Alberti escribió el poema «Buster Keaton busca por el bosque a su novia, que es una verdadera vaca», cuyos versos remiten al film Mi vaca y yo o El rey de los cowboys (Go West, 1927), donde su personaje tenía una vaca como compañera y luego una novia. Al final de la película, después de haber impedido el robo del ganado, Keaton escoge como galardón no a la hija guapa del ganadero, sino a la vaca Ojos Castaños73. El poema, partiendo de aquella anécdota del final, poseía cierto toque surrealista:


¿Eres una dulce niña o eres una verdadera vaca?
Mi corazón siempre me dijo que eras una verdadera vaca.
Una dulce niña.
Una verdadera vaca.
Una niña.
Una vaca.
¿Una niña o una vaca?
O ¿una niña y una vaca?
Yo nunca supe nada.
Adiós Georgina.
(¡Pum!).

Alberti consideraba a Keaton «el actor más profundamente melancólico (...) Es como un animalito mudo; en sus ojos está todo; tiene una profundidad de vaca melancólica»74.

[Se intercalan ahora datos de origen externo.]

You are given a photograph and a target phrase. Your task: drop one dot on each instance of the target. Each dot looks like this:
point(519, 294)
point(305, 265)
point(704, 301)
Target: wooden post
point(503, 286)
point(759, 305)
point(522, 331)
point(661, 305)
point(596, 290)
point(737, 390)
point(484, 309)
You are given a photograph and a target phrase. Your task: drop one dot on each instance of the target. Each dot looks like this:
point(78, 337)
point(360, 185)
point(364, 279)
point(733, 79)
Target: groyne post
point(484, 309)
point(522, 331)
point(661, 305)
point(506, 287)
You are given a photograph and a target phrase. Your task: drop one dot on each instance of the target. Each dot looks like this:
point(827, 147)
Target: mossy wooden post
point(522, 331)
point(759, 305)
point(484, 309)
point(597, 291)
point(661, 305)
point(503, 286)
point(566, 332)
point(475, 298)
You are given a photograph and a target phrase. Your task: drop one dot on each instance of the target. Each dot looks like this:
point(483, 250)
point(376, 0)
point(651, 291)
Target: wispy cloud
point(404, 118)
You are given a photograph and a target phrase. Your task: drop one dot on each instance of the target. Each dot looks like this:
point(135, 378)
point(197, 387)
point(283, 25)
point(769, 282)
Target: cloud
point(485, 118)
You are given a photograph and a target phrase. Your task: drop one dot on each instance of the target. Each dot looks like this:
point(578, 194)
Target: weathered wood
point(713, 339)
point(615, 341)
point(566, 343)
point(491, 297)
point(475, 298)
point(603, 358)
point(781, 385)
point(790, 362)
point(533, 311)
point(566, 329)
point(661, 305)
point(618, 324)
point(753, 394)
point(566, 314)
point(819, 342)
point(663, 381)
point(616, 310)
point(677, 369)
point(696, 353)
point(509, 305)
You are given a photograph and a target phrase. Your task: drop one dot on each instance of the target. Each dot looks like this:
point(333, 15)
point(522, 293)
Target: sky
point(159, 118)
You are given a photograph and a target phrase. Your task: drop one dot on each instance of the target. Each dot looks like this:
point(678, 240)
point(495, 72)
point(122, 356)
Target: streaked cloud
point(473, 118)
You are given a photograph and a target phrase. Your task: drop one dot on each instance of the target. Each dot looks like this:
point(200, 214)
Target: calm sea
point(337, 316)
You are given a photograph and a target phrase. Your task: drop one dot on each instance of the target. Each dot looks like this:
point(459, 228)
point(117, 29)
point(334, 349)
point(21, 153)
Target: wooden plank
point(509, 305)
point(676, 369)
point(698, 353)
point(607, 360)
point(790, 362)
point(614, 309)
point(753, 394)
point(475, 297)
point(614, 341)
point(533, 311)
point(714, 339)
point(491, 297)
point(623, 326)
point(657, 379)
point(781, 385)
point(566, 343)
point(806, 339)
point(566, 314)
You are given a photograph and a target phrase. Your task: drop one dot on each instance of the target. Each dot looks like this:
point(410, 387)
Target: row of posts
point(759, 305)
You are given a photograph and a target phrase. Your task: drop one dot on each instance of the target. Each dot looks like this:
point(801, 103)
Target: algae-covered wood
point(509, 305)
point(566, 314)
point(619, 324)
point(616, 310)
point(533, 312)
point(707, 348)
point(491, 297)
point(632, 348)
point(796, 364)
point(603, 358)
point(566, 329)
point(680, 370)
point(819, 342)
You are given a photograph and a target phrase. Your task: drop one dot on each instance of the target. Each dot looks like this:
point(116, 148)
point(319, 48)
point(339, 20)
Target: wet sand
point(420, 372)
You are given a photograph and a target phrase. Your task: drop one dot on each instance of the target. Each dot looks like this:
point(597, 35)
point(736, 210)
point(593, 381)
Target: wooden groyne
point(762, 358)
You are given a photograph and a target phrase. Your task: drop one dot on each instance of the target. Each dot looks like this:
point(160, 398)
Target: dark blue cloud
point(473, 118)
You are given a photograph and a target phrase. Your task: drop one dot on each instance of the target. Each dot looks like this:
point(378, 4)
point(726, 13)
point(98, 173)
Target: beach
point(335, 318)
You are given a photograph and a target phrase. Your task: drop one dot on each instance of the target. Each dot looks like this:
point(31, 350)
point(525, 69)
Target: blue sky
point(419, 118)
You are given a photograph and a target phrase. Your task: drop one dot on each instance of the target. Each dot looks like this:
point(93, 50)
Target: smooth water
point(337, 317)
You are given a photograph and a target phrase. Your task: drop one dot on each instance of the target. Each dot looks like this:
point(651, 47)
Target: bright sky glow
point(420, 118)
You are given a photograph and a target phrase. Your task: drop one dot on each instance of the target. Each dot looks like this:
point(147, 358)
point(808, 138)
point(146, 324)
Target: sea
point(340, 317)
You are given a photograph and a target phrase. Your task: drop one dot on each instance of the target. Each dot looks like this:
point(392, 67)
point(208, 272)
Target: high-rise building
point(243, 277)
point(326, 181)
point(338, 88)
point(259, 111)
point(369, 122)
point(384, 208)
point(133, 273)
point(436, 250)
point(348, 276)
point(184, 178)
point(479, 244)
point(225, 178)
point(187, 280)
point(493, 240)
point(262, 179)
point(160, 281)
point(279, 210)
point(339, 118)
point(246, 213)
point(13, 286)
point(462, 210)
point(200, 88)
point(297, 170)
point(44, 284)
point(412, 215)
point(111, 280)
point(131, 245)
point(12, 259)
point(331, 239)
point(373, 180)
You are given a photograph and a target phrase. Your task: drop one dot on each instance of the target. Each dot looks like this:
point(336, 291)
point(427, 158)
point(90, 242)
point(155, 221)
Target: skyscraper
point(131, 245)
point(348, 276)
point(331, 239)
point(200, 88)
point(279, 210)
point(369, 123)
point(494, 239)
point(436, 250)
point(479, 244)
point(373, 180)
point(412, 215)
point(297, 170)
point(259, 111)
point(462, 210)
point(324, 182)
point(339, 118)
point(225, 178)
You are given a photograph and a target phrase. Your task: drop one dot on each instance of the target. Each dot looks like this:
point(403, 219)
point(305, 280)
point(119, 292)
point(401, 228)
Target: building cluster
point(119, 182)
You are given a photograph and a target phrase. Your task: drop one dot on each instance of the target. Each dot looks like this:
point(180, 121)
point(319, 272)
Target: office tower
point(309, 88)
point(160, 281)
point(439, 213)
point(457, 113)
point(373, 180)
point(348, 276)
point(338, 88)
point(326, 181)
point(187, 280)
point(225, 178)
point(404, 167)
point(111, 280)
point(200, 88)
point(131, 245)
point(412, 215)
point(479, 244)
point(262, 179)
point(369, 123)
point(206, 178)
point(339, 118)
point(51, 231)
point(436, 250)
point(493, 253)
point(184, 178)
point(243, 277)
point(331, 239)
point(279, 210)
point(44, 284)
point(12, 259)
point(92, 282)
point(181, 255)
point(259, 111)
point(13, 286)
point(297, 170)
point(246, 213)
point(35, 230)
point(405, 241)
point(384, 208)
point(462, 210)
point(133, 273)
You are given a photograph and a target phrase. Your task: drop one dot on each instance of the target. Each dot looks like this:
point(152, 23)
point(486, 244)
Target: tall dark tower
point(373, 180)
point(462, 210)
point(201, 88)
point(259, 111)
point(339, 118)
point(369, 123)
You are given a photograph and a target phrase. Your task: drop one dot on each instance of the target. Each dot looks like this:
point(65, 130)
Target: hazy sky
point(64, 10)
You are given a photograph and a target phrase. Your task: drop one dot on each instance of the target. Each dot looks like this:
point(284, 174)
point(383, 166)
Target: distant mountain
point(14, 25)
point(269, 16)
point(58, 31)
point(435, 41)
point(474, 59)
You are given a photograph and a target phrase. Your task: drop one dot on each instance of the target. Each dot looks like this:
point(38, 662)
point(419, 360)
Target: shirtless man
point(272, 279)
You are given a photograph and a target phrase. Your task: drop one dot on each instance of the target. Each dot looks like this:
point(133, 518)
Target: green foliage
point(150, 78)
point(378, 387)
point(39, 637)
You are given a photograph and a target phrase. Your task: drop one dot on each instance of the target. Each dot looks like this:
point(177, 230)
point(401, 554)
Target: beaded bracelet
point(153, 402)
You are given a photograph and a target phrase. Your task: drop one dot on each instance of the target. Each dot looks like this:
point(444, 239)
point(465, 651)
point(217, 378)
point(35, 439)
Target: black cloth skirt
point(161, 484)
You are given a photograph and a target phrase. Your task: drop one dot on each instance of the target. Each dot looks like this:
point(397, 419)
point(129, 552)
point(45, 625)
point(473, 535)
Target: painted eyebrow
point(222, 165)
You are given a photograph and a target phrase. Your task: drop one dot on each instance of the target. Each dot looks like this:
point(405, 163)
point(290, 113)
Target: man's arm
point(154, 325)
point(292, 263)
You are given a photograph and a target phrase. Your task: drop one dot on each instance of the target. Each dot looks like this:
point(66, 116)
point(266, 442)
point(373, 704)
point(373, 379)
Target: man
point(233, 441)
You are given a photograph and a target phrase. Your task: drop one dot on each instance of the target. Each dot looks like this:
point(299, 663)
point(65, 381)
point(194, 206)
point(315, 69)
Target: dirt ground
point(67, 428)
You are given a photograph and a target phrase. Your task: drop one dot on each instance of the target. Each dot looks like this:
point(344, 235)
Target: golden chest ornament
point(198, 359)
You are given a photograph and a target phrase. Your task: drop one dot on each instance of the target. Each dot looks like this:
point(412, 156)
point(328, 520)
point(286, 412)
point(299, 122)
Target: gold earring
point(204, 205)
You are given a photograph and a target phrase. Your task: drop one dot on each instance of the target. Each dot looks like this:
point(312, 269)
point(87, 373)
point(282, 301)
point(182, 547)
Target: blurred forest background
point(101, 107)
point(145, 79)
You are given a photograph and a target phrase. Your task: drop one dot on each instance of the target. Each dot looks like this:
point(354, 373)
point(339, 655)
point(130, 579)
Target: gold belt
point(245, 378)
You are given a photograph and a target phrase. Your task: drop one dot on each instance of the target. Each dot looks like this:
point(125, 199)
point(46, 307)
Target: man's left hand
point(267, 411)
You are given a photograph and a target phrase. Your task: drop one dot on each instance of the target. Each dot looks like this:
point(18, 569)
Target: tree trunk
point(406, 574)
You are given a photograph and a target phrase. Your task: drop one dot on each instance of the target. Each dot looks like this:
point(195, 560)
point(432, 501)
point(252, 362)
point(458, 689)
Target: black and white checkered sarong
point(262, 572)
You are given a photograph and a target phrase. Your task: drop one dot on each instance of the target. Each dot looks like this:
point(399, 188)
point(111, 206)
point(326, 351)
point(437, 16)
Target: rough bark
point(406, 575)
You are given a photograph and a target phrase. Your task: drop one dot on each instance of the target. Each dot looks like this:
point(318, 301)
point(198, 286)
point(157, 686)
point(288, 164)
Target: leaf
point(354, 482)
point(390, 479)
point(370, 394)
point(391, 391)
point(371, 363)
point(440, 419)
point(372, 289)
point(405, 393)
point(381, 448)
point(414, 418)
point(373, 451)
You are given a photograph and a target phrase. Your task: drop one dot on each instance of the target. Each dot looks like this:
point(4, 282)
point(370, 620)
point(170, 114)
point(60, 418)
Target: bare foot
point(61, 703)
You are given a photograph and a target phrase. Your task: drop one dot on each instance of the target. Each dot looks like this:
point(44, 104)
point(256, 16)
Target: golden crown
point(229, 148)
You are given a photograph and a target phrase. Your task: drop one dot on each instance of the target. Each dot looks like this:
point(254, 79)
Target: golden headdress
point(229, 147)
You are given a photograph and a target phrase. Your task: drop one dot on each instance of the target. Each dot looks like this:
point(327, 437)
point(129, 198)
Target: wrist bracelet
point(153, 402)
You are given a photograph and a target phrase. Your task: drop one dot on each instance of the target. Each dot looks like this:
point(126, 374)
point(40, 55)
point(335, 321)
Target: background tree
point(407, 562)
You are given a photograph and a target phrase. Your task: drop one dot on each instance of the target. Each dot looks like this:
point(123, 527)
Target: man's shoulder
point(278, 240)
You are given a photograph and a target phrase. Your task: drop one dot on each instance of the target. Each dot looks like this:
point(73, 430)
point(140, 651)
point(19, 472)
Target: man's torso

Los primeros poemas dedicados a Keaton, Chaplin y Harold Lloyd, en sucesivas ediciones del libro de los «tontos», se vieron reforzados por otros nuevos dedicados a   —47→   Ben Turpin, Bebe Daniels, Laurel y Hardy, Harry Langdon, Louise Fazenda o Adolphe Menjou. Por las mismas declaraciones del autor sabemos que la gestación de esas poesías no surgía inmediatamente tras la visión de las películas, sino que están hechas mucho después, inspiradas en el recuerdo de casi todas, y, a veces, barajando varias películas de unos y otros. La primera del libro, Cita triste de Charlot, por ejemplo, se basa en el recuerdo del personaje creado por Charles Chaplin en bastantes películas y en su indumentaria.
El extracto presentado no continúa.